List of Some Other Types of Blue Cheese

  • Saga Cheese
  • Saint Agur Blue
  • Aura Cheese
  • Bleu de Gex
  • Beenleigh Blue
  • Bleu de Bresse
  • Bleu du Vercors-Sassenage
  • Blue Cheshire
  • Brighton Blue
  • Cherni Vit
  • Dorset Blue Vinney
  • Dovedale Cheese
  • Dragon’s Breath Blue
  • Fourme de Montbrison
  • Kraftkar
  • Lanark Blue
  • Lymeswold cheese
  • Niva Cheese
  • Norbury Blue
  • Picón Bejes-Tresviso
  • Rokpol
  • Valdeón Cheese
  • Yorkshire Blue
  • Ädelost
  • Bleu Bénédictin
  • Blue di Bufala
  • Carré d’Aurillac
  • Bleuchâtel
  • Kariki Tinou

Does Blue Cheese Taste Bad?

The group includes some of the most commonly eaten cheeses in the world, including the famous Roquefort. Still, the strong flavor that characterizes blue cheese may not be equally appealing to everyone. Even the softer and seemingly ‘mild’ varieties deliver robust flavors that can be described as earthy and funky. And it gets stronger with aging.

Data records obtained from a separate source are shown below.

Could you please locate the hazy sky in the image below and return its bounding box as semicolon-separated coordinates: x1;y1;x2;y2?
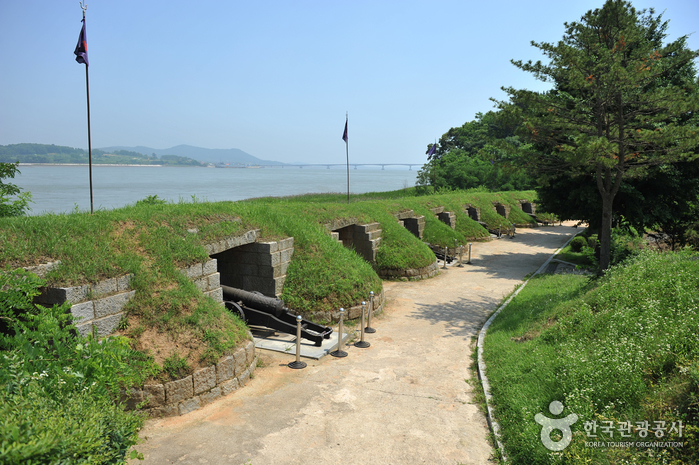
0;0;699;163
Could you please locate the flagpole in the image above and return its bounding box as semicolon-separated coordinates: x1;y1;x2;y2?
83;51;94;214
345;112;349;203
75;1;95;214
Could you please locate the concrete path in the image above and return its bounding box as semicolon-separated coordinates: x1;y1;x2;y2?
132;223;576;465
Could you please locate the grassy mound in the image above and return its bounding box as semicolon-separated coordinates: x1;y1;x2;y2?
0;189;534;378
484;251;699;464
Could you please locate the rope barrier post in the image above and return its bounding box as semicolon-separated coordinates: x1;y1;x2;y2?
354;302;371;349
330;308;347;357
364;291;376;334
289;315;308;370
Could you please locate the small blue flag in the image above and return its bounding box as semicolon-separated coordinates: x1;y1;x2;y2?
73;18;90;66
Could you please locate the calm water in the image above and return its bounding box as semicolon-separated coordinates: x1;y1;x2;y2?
12;166;417;215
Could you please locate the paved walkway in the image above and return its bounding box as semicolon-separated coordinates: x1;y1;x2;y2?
133;223;576;465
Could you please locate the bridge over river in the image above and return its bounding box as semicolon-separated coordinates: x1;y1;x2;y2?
216;163;424;171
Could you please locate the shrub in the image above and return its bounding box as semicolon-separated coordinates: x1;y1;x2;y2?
570;236;587;252
0;270;152;464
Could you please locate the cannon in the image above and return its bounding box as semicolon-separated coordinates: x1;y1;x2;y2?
221;285;333;347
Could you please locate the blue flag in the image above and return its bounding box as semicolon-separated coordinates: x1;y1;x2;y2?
73;18;90;66
427;143;437;158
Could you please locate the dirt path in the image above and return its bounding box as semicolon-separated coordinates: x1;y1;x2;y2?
133;226;576;465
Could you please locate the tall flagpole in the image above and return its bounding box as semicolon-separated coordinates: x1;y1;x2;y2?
83;44;94;214
76;1;95;214
342;112;349;203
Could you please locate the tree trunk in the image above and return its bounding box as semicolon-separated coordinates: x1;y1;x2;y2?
599;192;614;275
597;159;623;276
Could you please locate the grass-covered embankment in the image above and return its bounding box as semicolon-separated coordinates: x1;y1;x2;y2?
483;251;699;464
0;190;533;463
0;190;534;376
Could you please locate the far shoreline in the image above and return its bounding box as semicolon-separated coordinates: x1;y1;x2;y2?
19;163;173;168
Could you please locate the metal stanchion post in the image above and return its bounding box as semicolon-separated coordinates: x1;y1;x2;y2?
289;315;307;370
364;291;376;334
330;308;347;357
354;302;371;349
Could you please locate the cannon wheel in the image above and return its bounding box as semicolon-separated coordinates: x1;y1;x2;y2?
226;301;247;323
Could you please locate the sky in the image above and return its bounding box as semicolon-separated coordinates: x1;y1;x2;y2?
0;0;699;163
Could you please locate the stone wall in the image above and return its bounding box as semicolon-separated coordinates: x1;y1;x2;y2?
493;202;510;219
393;210;425;240
430;207;456;229
211;237;294;297
464;203;481;222
314;289;386;322
518;200;536;216
34;260;223;337
379;260;439;281
123;336;257;417
34;274;136;337
326;222;382;263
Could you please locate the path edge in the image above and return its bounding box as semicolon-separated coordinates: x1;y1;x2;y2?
477;232;582;463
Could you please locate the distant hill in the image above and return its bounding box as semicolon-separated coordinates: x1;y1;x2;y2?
0;144;203;166
100;145;284;165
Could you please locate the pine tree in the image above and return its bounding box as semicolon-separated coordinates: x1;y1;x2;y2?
502;0;699;271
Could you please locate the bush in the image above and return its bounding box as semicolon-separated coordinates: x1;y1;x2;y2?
570;236;587;252
0;270;152;464
587;234;599;250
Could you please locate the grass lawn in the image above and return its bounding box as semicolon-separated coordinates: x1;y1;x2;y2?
483;251;699;464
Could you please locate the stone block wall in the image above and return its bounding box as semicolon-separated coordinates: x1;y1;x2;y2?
34;260;223;337
314;289;386;322
34;274;136;337
394;210;425;240
437;212;456;229
519;200;536;215
493;203;510;218
325;219;381;263
180;259;223;302
212;237;294;297
464;204;481;221
379;261;439;281
124;336;257;417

The distinctive ‘blue cheese’ flavor asserts itself prominently when added to a dish, influencing the overall taste. Therefore, you should be certain of your preference for blue cheese’s unique taste and flavor profile before incorporating it into your salads or dressings.


What can be some suitable substitutes for blue cheeses?

Though they tend to have a milder flavor, feta and goat cheese (chèvre) are two good options to replace blue cheese in a dish.

Is blue cheese gluten-free?

Blue cheeses are usually gluten-free. The mold used during production may be grown on wheat or rye bread, but the cheese’s gluten content is rarely over 20 ppm (parts per million).

Does blue cheese contain carbs?

Cheeses are generally low-carb foods, and blue cheeses are no exception. All types of blue cheeses are low on carbohydrates; for example, one oz. of the regular crumbly blue cheese available at stores contains only 0.7 gm of carbohydrates.

Can you freeze blue cheese?

Blue cheeses, especially the semi-soft and semi-hard varieties, are suitable for freezing and hold their texture well when thawed. But try to finish the cheese within a few months after it is frozen, as freezing may make it lose its flavor.